Heritage vegetables attract top Northern Irish chefs

Top chefs in Northern Ireland are now cooking with heritage vegetables developed by a leading horticulturist in one of the UK's historic Victorian Walled Gardens.

David Love Cameron is restoring the walled garden at Helen's Bay in county Down by developing organic heritage vegetables for both foodservice and retail customers.

The sort of fresh produce he is growing includes Brune d'Hiver lettuce, Red Russian kale and colonial kale, wild sorrel, three cornered leeks, different coloured beetroot, purple podded peas and courgette flowers, all of which offer different taste experiences. Endive is another plant that he's introducing.

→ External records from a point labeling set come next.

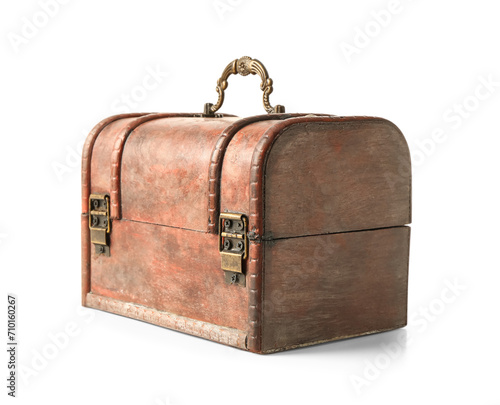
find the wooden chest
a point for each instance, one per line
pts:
(265, 233)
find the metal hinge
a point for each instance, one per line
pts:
(233, 246)
(99, 223)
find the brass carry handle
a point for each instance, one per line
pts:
(244, 66)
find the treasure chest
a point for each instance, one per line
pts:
(265, 233)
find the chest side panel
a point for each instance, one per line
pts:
(336, 177)
(100, 182)
(169, 269)
(328, 287)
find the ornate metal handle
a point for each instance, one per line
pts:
(244, 66)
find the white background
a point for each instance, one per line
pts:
(416, 63)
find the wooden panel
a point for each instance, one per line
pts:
(220, 334)
(336, 177)
(100, 182)
(327, 287)
(235, 177)
(164, 174)
(169, 269)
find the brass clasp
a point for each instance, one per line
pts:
(233, 245)
(99, 222)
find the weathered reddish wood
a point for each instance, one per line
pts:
(117, 153)
(87, 153)
(169, 269)
(164, 171)
(218, 154)
(328, 287)
(86, 186)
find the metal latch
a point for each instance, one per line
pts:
(99, 222)
(233, 246)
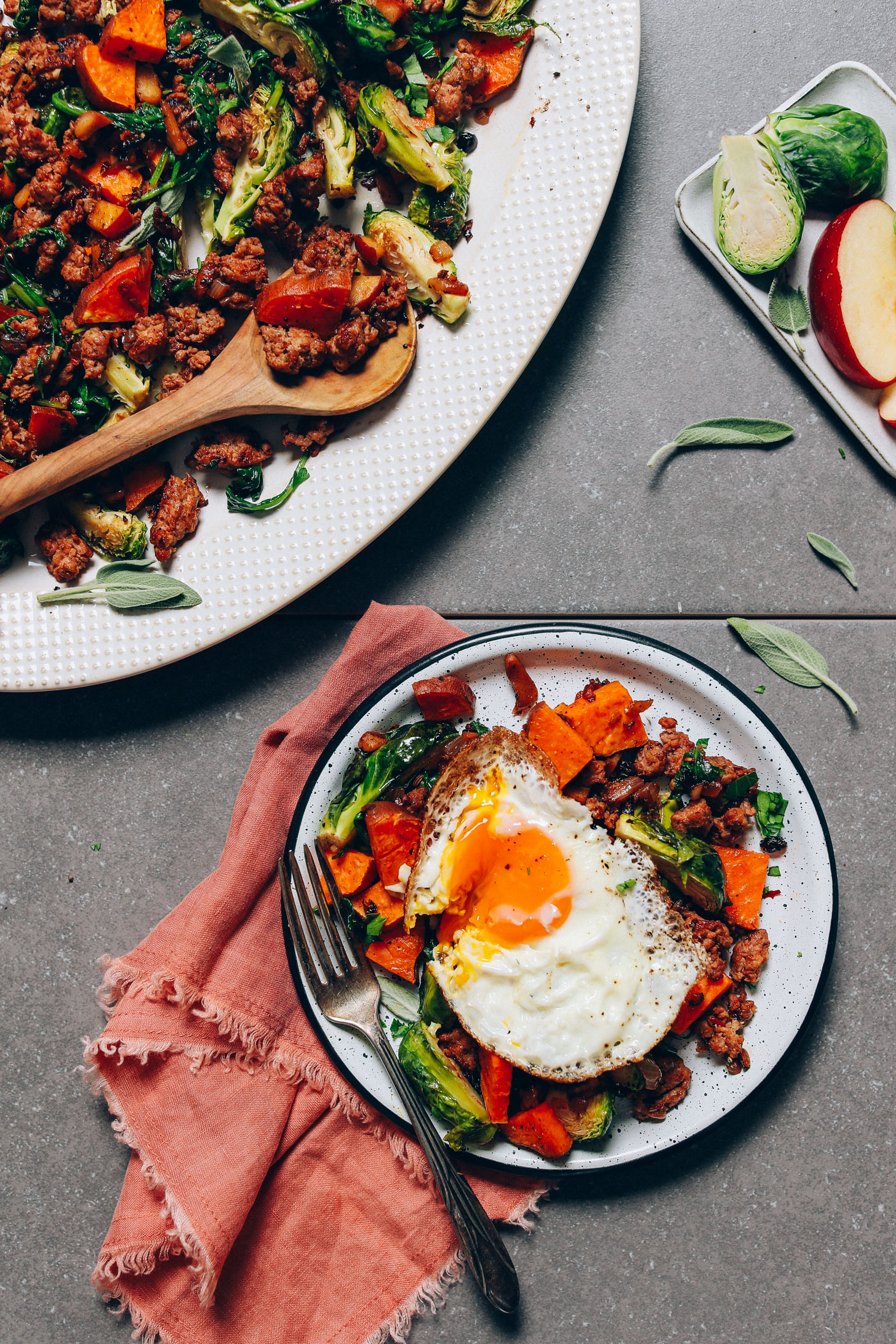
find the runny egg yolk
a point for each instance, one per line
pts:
(507, 879)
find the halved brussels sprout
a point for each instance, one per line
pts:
(446, 1093)
(444, 213)
(502, 17)
(366, 26)
(262, 159)
(758, 205)
(585, 1112)
(338, 137)
(127, 382)
(406, 252)
(114, 534)
(406, 147)
(434, 1009)
(436, 20)
(280, 33)
(839, 156)
(691, 863)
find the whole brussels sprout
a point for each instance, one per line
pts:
(758, 205)
(839, 156)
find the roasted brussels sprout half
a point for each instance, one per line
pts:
(692, 865)
(114, 534)
(126, 381)
(406, 252)
(338, 137)
(839, 156)
(277, 31)
(437, 20)
(262, 159)
(502, 17)
(379, 112)
(367, 28)
(758, 205)
(446, 1093)
(369, 775)
(585, 1112)
(434, 1009)
(444, 213)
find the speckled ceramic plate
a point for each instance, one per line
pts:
(855, 86)
(543, 175)
(801, 921)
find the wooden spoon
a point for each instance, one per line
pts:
(239, 382)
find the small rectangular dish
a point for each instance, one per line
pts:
(855, 86)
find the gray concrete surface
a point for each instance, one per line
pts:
(780, 1225)
(553, 508)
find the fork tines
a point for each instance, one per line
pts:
(321, 938)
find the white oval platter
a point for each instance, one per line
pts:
(543, 175)
(801, 922)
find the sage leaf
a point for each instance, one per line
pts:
(788, 308)
(242, 495)
(129, 586)
(789, 655)
(729, 430)
(833, 554)
(230, 53)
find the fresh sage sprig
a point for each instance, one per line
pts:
(727, 430)
(229, 53)
(789, 655)
(129, 586)
(833, 554)
(242, 494)
(789, 310)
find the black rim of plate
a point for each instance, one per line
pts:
(476, 1156)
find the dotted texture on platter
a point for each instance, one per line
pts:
(562, 174)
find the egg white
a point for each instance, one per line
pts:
(597, 992)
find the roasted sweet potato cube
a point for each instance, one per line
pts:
(137, 31)
(562, 743)
(108, 81)
(609, 719)
(353, 871)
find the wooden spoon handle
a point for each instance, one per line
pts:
(196, 404)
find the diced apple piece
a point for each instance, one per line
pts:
(111, 221)
(148, 86)
(364, 290)
(887, 405)
(852, 294)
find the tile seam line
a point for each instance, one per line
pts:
(605, 616)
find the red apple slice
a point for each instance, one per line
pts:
(364, 290)
(887, 405)
(852, 294)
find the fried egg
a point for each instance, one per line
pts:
(559, 949)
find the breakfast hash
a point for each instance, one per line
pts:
(156, 158)
(550, 910)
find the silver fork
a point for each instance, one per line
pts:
(343, 984)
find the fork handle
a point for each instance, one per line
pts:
(486, 1253)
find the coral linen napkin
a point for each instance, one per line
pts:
(263, 1202)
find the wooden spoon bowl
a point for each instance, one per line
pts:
(239, 382)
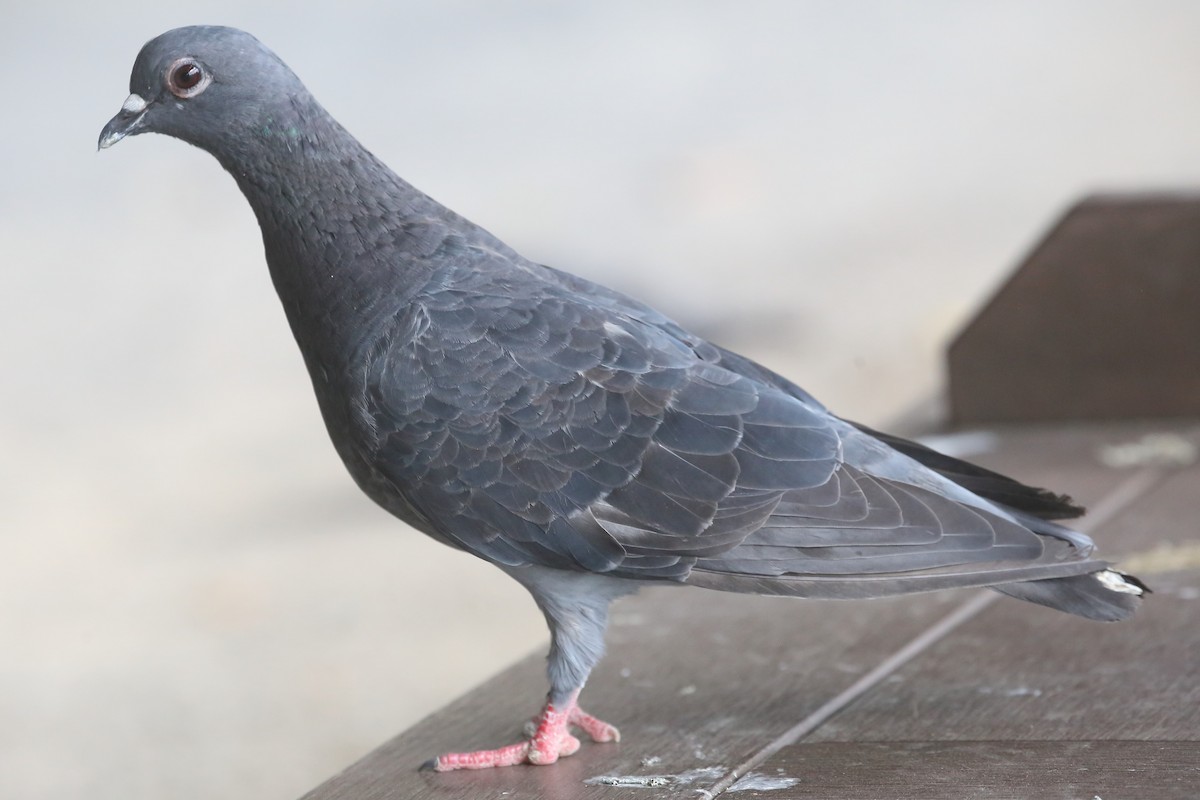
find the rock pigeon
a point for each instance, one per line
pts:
(577, 439)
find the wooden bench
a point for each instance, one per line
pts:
(949, 695)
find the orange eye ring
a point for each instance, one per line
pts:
(187, 78)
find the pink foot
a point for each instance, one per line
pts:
(549, 741)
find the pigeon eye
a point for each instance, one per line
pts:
(186, 78)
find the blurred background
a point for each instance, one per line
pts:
(195, 600)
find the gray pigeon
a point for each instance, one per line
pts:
(580, 440)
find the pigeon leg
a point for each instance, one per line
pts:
(550, 740)
(576, 608)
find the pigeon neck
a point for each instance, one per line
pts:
(333, 218)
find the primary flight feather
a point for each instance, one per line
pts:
(580, 440)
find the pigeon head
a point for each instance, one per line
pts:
(210, 86)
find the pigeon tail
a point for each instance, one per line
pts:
(1104, 596)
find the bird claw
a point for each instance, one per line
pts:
(549, 740)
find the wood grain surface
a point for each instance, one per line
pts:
(885, 698)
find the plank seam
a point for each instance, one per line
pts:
(1122, 497)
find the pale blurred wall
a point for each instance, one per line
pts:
(195, 601)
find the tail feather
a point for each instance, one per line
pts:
(1107, 596)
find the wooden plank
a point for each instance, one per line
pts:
(1021, 673)
(697, 681)
(997, 770)
(1097, 323)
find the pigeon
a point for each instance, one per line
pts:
(580, 440)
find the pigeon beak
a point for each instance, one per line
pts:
(126, 121)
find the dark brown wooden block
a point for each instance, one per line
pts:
(1101, 322)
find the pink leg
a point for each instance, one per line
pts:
(549, 741)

Cameron's work to revive near extinct vegetables and herbs has already brought support from Northern Ireland's top restaurants eager to create innovative dishes. They include the Michelin star Eipic and Ox restaurants as well as other critically acclaimed establishments such as James Street South and Muddlers Club, all based in Belfast.

Leading hotels including the five-star Merchant in Belfast are also involved in the project.
Chefs from these restaurants frequently take time out from their culinary duties to help him tend the garden. They have been quick to spot the opportunity his enterprise offers to embrace his produce and create different dishes using long-lost flavours.

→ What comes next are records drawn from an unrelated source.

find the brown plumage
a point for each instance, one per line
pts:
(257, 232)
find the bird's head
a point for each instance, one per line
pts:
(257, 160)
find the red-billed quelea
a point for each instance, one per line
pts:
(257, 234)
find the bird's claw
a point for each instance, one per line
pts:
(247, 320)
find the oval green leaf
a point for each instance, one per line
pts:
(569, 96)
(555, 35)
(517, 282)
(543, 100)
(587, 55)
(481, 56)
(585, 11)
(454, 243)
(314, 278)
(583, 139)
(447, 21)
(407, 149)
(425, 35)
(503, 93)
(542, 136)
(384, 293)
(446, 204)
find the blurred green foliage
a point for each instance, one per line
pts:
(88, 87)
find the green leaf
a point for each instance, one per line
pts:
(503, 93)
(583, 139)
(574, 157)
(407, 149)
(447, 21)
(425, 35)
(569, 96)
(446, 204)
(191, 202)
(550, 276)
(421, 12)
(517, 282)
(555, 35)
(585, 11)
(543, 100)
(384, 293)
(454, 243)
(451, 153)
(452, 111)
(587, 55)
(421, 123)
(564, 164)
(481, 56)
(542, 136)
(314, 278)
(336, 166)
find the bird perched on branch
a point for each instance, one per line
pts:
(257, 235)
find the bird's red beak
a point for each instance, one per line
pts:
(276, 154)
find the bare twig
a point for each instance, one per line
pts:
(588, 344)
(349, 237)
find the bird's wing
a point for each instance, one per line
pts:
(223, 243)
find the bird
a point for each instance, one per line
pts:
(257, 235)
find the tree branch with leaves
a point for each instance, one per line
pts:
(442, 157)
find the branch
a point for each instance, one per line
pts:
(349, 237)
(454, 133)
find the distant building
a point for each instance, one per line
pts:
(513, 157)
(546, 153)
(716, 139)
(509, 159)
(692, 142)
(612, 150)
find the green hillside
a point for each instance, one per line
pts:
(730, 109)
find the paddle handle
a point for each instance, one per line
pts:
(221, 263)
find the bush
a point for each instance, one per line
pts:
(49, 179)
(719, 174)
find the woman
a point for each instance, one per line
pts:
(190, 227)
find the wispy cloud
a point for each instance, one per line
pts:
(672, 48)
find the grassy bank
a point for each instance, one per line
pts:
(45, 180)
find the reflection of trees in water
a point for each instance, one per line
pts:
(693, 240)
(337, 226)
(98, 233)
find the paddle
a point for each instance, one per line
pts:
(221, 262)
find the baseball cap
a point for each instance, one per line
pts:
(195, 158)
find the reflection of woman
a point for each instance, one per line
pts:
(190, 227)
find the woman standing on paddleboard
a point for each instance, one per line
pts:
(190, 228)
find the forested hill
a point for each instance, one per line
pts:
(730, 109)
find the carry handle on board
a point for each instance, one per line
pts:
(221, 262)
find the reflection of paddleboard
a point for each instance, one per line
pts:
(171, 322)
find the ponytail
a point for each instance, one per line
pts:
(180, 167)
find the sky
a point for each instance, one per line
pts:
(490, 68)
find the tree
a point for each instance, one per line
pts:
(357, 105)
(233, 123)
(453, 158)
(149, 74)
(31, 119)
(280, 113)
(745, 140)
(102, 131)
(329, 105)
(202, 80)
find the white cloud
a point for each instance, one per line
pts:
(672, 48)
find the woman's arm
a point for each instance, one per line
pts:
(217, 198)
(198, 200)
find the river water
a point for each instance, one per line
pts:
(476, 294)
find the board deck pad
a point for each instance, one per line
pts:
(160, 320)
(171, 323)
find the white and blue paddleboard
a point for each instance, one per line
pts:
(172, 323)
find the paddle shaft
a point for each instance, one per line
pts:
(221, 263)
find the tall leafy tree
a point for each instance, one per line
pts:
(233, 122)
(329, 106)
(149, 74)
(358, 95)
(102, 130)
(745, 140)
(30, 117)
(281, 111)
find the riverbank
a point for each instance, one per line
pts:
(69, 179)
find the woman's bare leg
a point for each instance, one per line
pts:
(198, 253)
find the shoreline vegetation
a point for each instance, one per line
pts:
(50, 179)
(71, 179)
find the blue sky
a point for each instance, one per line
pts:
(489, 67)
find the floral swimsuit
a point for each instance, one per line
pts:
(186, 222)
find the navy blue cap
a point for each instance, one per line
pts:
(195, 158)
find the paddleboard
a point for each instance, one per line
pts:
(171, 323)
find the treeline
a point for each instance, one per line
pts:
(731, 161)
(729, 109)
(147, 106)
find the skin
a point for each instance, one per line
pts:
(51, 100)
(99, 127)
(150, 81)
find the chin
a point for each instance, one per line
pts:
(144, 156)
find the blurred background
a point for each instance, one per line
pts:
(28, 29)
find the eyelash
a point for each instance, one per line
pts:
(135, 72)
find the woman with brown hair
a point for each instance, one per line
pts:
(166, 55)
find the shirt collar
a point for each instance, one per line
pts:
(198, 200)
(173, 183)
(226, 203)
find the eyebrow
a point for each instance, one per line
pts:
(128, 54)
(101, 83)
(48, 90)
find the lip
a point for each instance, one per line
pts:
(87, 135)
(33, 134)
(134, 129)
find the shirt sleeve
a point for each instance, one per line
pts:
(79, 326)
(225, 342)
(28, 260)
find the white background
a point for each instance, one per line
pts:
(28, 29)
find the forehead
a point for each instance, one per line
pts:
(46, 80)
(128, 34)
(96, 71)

The Belfast-based Merchant Hotel team of chefs has been working with Cameron at the picturesque garden since May 2015. They help with the 'heavy lifting', digging the beds, spreading organic manure and pruning the apple and pear trees within the garden.

Danni Barry, head chef at Eipic in Belfast, Ireland's only woman Michelin chef and recently named Ireland's Chef of the Year, also works voluntarily at the historic garden.

The relationships he has developed with chefs here in high-end restaurants has been influenced by a stint developing the organic garden at the famed Belmond Le Manoir aux Quat'Saisons, Raymond Blanc's world rated hotel and restaurant in Oxfordshire.

"Raymond Blanc developed the garden to provide a source of unusual organic vegetables for the restaurant. It was tremendous experience working with chefs in the garden and also helping out in the kitchen," he says.

The two-acre site at Helen's Bay, now a certified-organic garden, was part of a trend in Victorian times to ensure fresh vegetables, herbs and flowers for the family, staff and guests of the wealthy. The garden at Helen's Bay was originally created in 1883 by Thomas Workman, founder of the Workman and Clark shipyard in Belfast.

The walled garden at Helen's Bay is one of a small number still in existence. Many of the gardens, an important part of our history, are now largely neglected.

"What we are doing here is reviving the vegetables that would have been grown here in the late 19th and early 20th centuries and also introducing other varieties suited to the fertile soil of Co. Down," Cameron says. "There's so much that can be grown organically in Northern Ireland and especially in this part of county Down."

He turned to the Heritage Seed Library (HSL) in England for advice and seeds for vegetables no longer readily available here and certainly not to be found on the shelves of supermarkets.

Pic caption: David Love Cameron is reviving heritage vegetables in Helen's Bay in County Down.